По роду своей нынешней работы мне не раз приходилось для получения необходимой информации проникать в различные лечебные учереждения. В принципе, это было не так уж сложно. Главным препятствием обычно становились старые уборщицы, вечно недовольные абсолютно всем. Гордо нацепив белый халат, они любили покрикивать на посетителей. Обычно я, в случае необходимости, надевала отутюженный и накрахмаленный халат и с уверенным видом шла вперед. Принцип Бендера «действовать смело, ничего не расспрашивать, побольше цинизма, людям это нравится» здесь действовал безотказно.

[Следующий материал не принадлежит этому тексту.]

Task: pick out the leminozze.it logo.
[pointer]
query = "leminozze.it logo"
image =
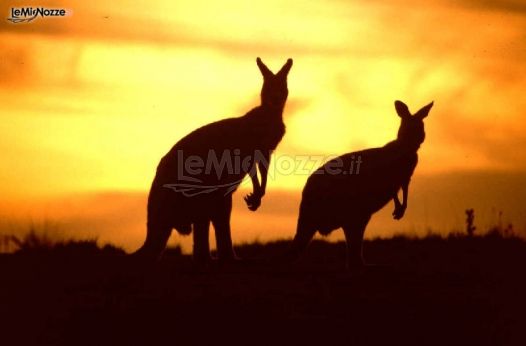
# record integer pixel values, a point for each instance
(27, 14)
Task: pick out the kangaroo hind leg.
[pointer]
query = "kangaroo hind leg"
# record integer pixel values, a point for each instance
(201, 242)
(354, 231)
(304, 234)
(221, 222)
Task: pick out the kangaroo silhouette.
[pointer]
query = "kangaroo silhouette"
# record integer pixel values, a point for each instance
(346, 191)
(195, 180)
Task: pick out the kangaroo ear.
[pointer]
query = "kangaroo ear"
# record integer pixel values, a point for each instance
(286, 68)
(402, 110)
(264, 69)
(421, 114)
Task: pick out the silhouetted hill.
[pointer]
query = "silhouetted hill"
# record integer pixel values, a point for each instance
(431, 291)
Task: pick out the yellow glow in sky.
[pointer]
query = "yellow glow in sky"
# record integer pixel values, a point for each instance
(91, 102)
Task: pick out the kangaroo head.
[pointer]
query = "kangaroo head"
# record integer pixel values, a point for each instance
(411, 131)
(274, 92)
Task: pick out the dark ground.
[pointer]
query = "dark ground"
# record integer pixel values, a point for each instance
(455, 291)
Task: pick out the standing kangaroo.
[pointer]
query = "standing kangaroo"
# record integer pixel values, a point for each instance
(195, 180)
(346, 191)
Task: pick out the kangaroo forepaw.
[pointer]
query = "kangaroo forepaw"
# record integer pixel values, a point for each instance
(253, 201)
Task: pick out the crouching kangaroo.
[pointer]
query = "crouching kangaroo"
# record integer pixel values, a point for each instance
(346, 191)
(195, 180)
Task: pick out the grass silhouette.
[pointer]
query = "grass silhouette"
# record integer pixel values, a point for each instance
(434, 290)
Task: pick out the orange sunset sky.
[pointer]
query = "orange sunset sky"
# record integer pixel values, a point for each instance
(90, 103)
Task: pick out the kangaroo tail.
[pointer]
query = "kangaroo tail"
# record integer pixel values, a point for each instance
(155, 243)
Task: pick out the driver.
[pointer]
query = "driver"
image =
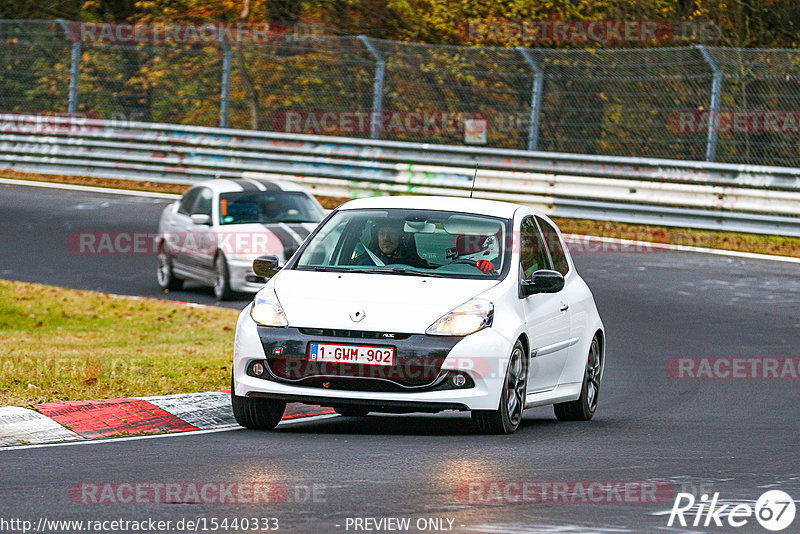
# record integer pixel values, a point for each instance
(488, 253)
(395, 245)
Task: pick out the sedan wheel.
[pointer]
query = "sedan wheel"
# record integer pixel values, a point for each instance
(583, 409)
(222, 283)
(507, 417)
(166, 278)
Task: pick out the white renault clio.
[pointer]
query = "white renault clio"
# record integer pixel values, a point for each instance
(422, 304)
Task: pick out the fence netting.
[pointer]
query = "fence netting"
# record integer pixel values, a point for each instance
(646, 102)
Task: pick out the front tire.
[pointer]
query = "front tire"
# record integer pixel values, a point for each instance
(508, 415)
(255, 413)
(222, 279)
(583, 409)
(166, 277)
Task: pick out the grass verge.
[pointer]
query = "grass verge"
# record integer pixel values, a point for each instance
(64, 344)
(756, 243)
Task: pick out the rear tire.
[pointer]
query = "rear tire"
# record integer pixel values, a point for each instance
(583, 409)
(166, 278)
(351, 411)
(222, 279)
(508, 415)
(256, 413)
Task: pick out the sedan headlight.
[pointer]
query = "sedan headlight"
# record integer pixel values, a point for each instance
(468, 318)
(266, 310)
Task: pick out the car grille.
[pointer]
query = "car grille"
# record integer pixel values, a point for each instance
(355, 334)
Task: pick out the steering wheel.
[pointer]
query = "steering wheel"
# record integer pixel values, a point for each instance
(474, 263)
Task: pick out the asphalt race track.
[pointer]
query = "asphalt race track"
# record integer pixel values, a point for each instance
(737, 437)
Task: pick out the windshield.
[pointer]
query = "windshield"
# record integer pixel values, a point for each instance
(268, 207)
(410, 242)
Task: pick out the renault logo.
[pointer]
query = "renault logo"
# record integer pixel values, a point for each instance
(356, 316)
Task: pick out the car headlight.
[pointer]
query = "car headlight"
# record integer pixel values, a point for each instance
(468, 318)
(266, 310)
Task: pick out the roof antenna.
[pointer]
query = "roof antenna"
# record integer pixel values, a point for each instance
(474, 176)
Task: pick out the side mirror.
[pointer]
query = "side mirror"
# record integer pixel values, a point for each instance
(201, 219)
(543, 281)
(266, 266)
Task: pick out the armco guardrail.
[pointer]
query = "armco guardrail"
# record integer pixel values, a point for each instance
(666, 192)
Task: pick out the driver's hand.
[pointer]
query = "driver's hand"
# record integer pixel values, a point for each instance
(485, 266)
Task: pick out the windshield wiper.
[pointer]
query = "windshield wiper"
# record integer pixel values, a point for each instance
(404, 271)
(380, 270)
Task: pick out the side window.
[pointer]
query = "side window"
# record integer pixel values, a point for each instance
(188, 201)
(533, 255)
(203, 205)
(555, 246)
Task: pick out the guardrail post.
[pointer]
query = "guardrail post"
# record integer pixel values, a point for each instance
(74, 69)
(225, 91)
(716, 91)
(377, 90)
(536, 97)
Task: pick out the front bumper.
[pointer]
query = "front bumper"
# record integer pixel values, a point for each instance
(482, 356)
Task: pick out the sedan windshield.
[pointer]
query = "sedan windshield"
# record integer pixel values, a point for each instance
(410, 242)
(268, 207)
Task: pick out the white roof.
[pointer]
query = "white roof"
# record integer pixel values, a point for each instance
(465, 205)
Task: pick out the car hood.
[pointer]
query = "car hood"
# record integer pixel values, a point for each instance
(389, 303)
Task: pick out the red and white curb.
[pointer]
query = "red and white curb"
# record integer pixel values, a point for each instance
(66, 421)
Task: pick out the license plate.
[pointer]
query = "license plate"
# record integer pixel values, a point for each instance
(362, 354)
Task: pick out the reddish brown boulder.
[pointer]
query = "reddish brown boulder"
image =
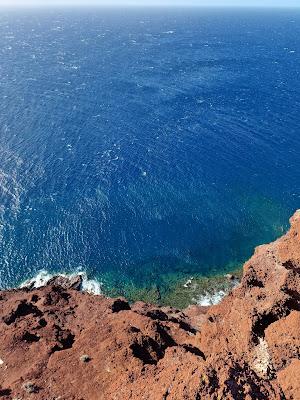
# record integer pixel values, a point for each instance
(60, 343)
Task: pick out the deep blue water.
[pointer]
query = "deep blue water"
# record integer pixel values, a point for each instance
(137, 144)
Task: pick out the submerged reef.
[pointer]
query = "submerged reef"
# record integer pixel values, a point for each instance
(58, 342)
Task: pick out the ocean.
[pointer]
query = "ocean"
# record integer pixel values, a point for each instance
(144, 146)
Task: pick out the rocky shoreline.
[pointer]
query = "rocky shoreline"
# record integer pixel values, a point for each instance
(58, 342)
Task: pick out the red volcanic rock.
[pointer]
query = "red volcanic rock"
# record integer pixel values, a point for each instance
(60, 343)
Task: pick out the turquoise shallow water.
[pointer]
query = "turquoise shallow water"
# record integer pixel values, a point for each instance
(148, 147)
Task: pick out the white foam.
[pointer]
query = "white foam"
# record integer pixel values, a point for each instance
(210, 299)
(42, 278)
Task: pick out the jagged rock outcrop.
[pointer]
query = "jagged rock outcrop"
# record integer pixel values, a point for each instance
(60, 343)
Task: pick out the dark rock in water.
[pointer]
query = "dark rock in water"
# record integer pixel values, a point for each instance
(74, 282)
(120, 305)
(245, 348)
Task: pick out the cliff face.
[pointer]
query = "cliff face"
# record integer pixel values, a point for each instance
(59, 343)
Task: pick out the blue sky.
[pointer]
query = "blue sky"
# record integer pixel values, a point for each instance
(269, 3)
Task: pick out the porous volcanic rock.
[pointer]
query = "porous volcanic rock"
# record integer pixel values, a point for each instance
(60, 343)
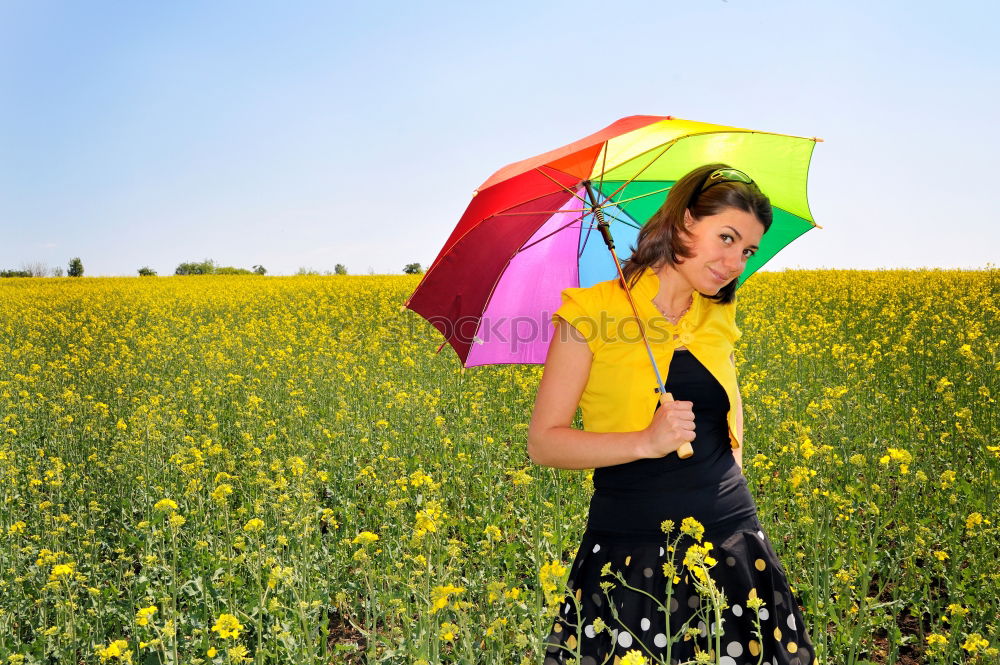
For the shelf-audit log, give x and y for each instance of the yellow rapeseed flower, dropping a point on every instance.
(365, 538)
(254, 525)
(144, 614)
(164, 505)
(117, 649)
(633, 657)
(227, 625)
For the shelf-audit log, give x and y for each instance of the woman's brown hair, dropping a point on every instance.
(661, 239)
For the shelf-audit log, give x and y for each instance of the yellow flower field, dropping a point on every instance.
(282, 470)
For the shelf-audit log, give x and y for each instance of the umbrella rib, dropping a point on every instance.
(536, 212)
(549, 235)
(604, 165)
(634, 198)
(640, 171)
(580, 198)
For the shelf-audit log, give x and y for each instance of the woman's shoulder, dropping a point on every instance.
(595, 297)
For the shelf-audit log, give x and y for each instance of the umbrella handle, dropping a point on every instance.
(685, 450)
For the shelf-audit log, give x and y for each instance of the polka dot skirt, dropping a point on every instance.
(746, 567)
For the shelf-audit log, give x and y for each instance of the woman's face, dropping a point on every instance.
(721, 245)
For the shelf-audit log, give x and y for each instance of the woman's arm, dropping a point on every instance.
(738, 452)
(553, 442)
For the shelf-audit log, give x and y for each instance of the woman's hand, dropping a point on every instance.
(672, 426)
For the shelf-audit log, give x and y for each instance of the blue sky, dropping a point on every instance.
(306, 134)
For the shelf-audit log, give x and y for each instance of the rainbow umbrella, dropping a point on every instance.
(531, 230)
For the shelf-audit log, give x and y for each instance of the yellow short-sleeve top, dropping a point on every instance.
(620, 392)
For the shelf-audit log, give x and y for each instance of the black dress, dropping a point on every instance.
(624, 533)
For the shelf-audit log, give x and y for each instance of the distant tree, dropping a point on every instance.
(206, 267)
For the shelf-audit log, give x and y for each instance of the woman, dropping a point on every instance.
(682, 277)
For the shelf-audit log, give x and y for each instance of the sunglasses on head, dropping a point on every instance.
(719, 176)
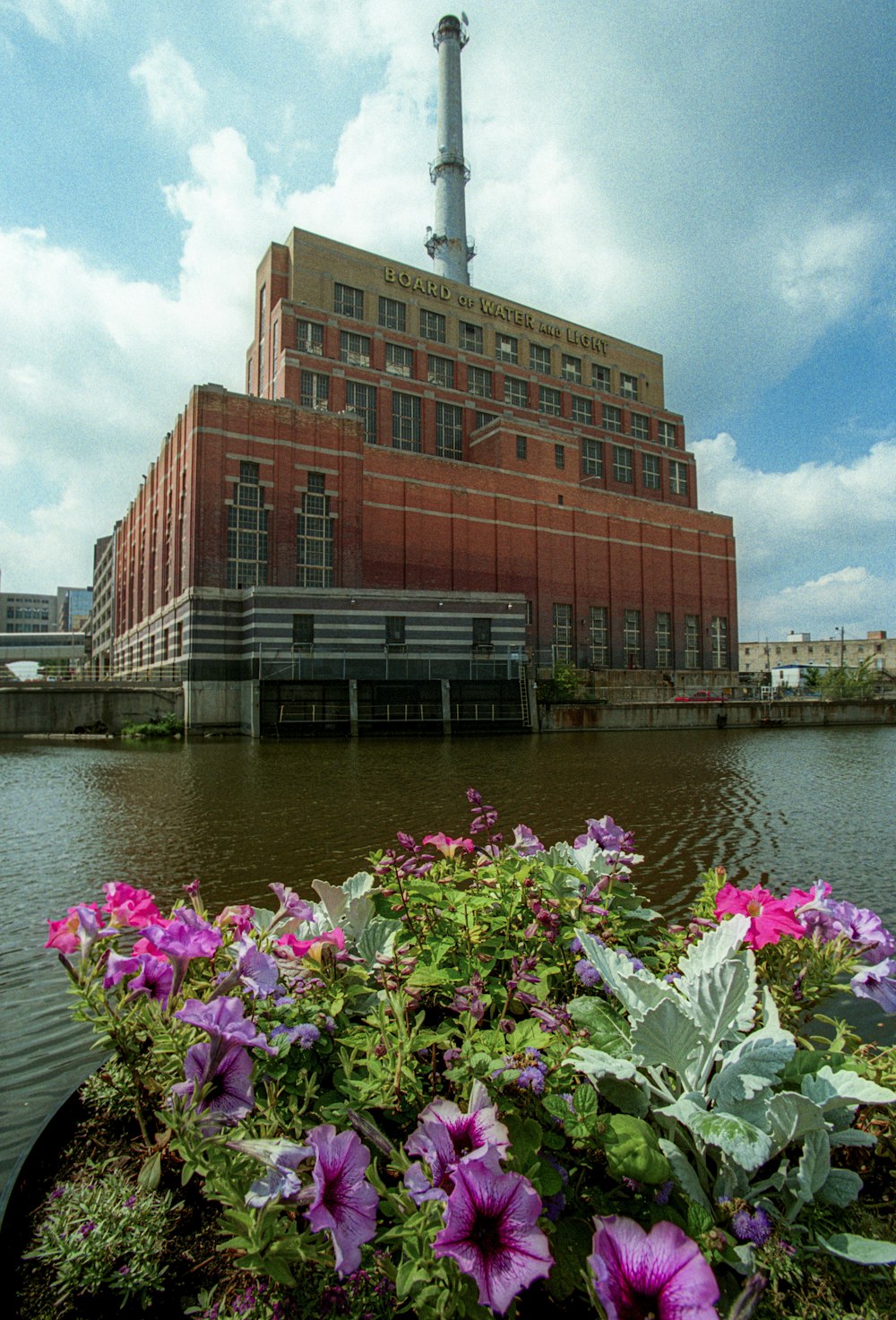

Была, правда, еще одна небольшая, но далеко немаловажная деталь, подмеченная в результате моих личных наблюдений и эффективно применявшаяся при необходимости. Врачи и медсестры частенько надевают халат на майку, рубашку или прямо на голое тело, если на улице жарко, например, как сейчас. Конечно, верхнюю одежду они оставляли в кабинетах и поэтому, если в коридорах больницы вы видели человека в белом халате, надетом на обычный костюм, то можно было почти на сто процентов быть уверенным, что это посетитель. Я, как правило, в машине быстренько снимала с себя все до нижнего белья, надевала халат и сделав вид, будто только что вышла, свободно проходила через любую дверь. Правда, в последнее время появилась мода вешать на грудь табличку с фамилией и должностью, но я обходилась каким-нибудь непонятным, вышитым на груди вензелем, и такой номер вполне удачно проходил.
Андрей, как можно было судить по его поведению, на правах сына одного из лучших докторов больницы, не нуждался в подобных ухищрениях. Пару раз он по ходу движения здоровался с кем-то, а я послушно шла за ним. Преодолев множество лестниц и переходов, мы вышли к широким закрытым дверям из толстого матового стекла с надписью «Отделение интенсивной терапии». Андрей нажал на кнопку звонка сбоку, через минуту дверь приоткрылась, и из нее выглянуло недовольное и чем-то озабоченное лицо женщины в возрасте где-то между сорока и сорока пятью. Увидев посетителей, она явно намеревалась сразу же отправить нас восвояси, но Андрей вовремя опередил ее радостным возгласом:
— Здравствуйте, Лидия Алексеевна!
Лидия Алексеевна на мгновение задумалась, всматриваясь в его лицо, а затем наконец-то вспомнив, немного удивленно, но также радостно улыбнулась в ответ:
— Андрей!? Это ты?
Валерий Павлович, судя по всему, пользовался уважением и любовью персонала, и его сын в данный момент пожинал плоды родительской славы.
— Да, Лидия Алексеевна.
— Как отец?
— Нормально. Вчера звонил.
— Ну, хорошо. Тебе что-нибудь нужно?
— Да. Вы знаете, у нас здесь лежит друг. Мы хотели бы пройти к нему.
— Как фамилия друга?
— Котельников. Олег Котельников. У него лицо еще такое немного красное.
— Подожди здесь. — Лидия Алексеевна снова исчезла в дверном проеме.
Дверные створки захлопнулись за ней. Мы остались ждать. Прошло несколько минут томительного ожидания. И я, и Андрей начали нетерпеливо поглядывать на кнопку звонка, но половинки двери, словно сжатые зубы, молчаливо хранили тайну. И когда желание позвонить снова начало достигать апогея, Лидия Алексеевна появилась вновь. Вид у нее был утомленный и озабоченный.
— Не очень хорошие новости, Андрей, — сказала она.
Андрей побледнел, и его лицо застыло.
— Тяжелый твой Олег. Может не выбраться.
— Что с ним? — спросила я, так как Андрей еще не приобрел окончательно способность говорить.
— Черепно-мозговая травма. Сломаны несколько ребер. Лицо в синяках. Все бы ничего, но только парень не приходит в сознание.
— А можно мы пройдем к нему? — приобрел вновь способность говорить Андрей.
Лидия Алексеевна на секунду задумалась — наверно, это было против всяких правил, но авторитет Валерия Павловича сыграл свою, положительную роль.